If it's not the fuse, you can paint over the line with conductive paint. Just make sure to put masking tape around the line so you don't get paint on the rearview window glass, and clean the area beforehand to get rid of any debris.
If you have an automatic car, checking your transmission fluid is quite similar to checking your oil levels. Simply find the dipstick (it's usually red, but check your owner manual if you're unsure), remove it and wipe it clean, then put it in a second time to check the level.
If you have a manual car, there usually isn't a dipstick. Instead, you'll need to jack your car up and check the filler plugs underneath the car. For this reason, it's usually easier to leave this one to your mechanic at servicing time.

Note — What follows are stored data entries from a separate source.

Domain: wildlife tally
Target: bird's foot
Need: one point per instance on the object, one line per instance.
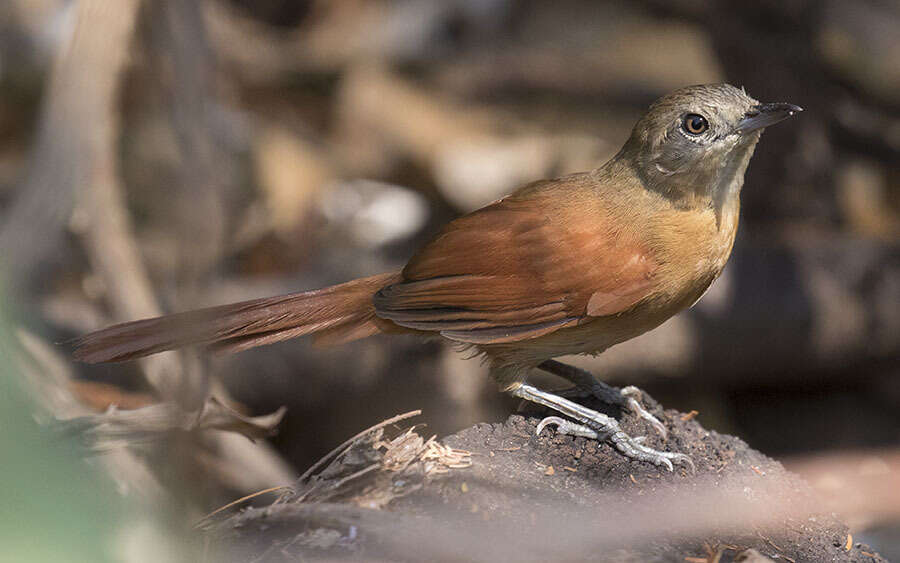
(596, 425)
(586, 385)
(632, 396)
(631, 447)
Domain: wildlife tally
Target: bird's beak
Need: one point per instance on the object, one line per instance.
(764, 115)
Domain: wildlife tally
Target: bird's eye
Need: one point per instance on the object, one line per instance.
(695, 124)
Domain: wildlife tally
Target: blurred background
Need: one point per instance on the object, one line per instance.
(161, 156)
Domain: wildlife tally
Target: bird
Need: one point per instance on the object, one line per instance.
(570, 265)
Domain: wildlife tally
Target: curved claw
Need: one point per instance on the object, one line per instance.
(633, 397)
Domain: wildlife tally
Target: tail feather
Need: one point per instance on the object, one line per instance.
(338, 313)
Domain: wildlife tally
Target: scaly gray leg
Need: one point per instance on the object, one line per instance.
(628, 398)
(600, 425)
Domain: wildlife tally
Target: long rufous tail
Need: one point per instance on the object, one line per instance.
(335, 314)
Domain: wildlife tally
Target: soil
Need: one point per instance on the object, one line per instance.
(547, 498)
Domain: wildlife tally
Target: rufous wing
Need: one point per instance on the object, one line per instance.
(519, 269)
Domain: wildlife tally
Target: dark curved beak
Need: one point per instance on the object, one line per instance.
(764, 115)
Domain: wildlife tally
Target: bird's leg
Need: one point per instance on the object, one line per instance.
(627, 397)
(597, 425)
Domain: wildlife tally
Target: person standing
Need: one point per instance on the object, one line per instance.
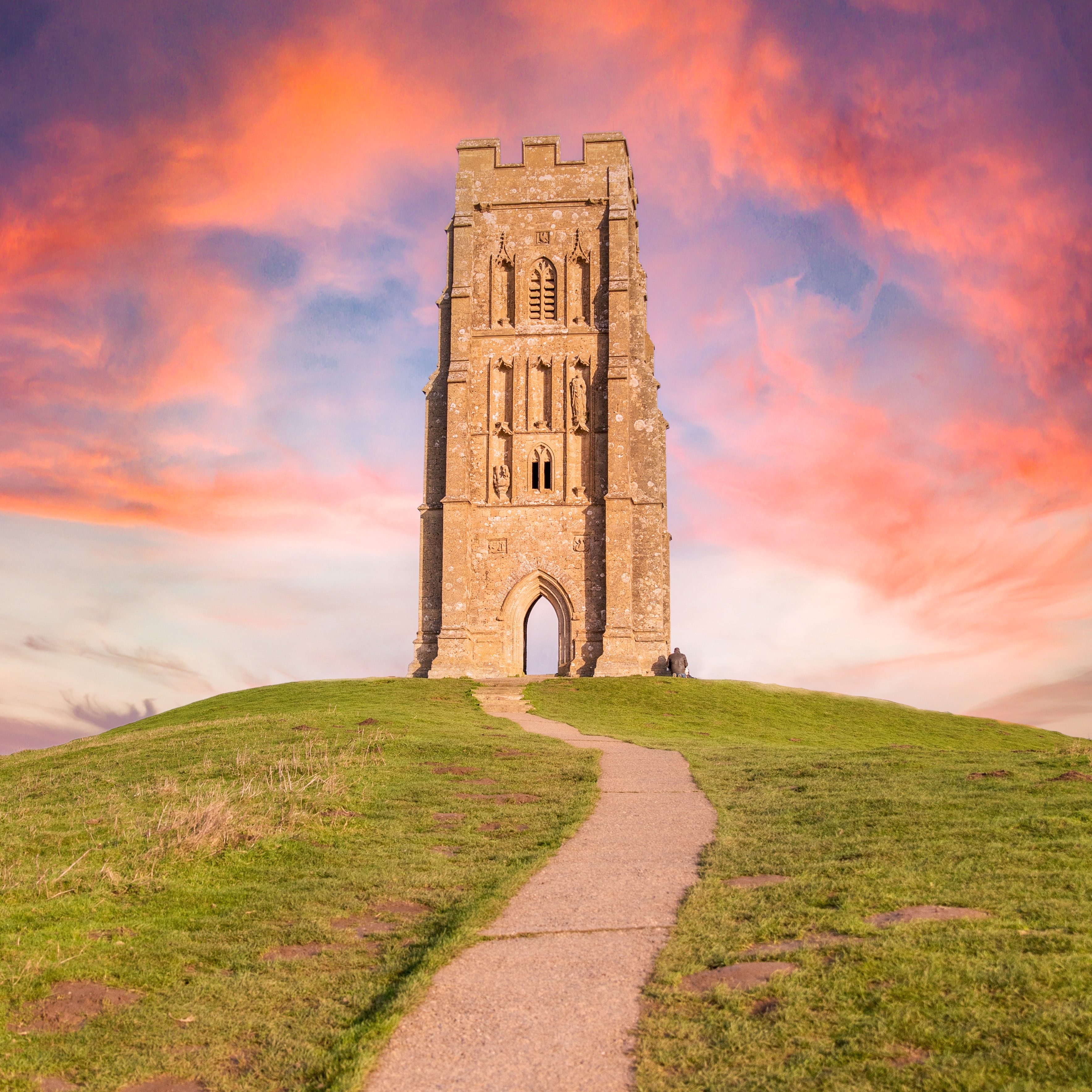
(677, 664)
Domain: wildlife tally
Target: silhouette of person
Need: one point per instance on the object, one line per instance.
(677, 663)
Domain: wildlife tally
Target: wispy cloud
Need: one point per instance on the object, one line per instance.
(92, 711)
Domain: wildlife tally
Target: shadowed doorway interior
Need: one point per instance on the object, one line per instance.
(542, 639)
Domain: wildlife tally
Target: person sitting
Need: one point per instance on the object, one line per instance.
(677, 664)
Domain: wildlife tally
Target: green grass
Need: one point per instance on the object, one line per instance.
(869, 807)
(208, 836)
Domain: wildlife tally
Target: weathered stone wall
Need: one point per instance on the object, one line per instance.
(544, 447)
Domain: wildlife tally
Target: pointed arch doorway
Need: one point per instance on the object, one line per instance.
(516, 611)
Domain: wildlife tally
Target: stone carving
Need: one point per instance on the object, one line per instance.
(502, 481)
(580, 283)
(504, 285)
(578, 399)
(542, 295)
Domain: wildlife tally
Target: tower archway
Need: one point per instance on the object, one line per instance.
(514, 618)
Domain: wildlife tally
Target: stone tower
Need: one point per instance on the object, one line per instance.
(544, 446)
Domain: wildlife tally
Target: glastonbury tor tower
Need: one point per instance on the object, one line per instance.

Spark plugs don't need to be replaced often, but they're good to check every year or so. If your engine light comes on, you have trouble turning your car on, or your car is accelerating slowly, that can also be a good time to inspect them. You'll need to remove the spark plugs to do so, looking for telltale signs of damage.
If your spark plugs are well-worn or damaged, it might be time to replace them.
There are two types of drive belts: serpentine, which is flat, and v-type, which sits in a deep v-shaped groove. Either way, you'll find your drive belt located in your car's pulley wheel under the hood. How often you need to check or replace your drive belt depends on the car you have, so it's best to check your owner's manual. Most last a long time though - up to 10 years, in many cases.
If your power steering is playing up, or you hear a squealing noise from the front of your vehicle, it may be because of your drive belt. You can check it for cracks and splits, see if it's oil-soaked, and make sure the tension is correct.
Modern cars have an automatic or spring-loaded belt tensioner, which doesn't need to be adjusted. But if that's showing signs of wear and tear, you may want to get it checked by a professional, as it can be pretty labour-intensive to replace.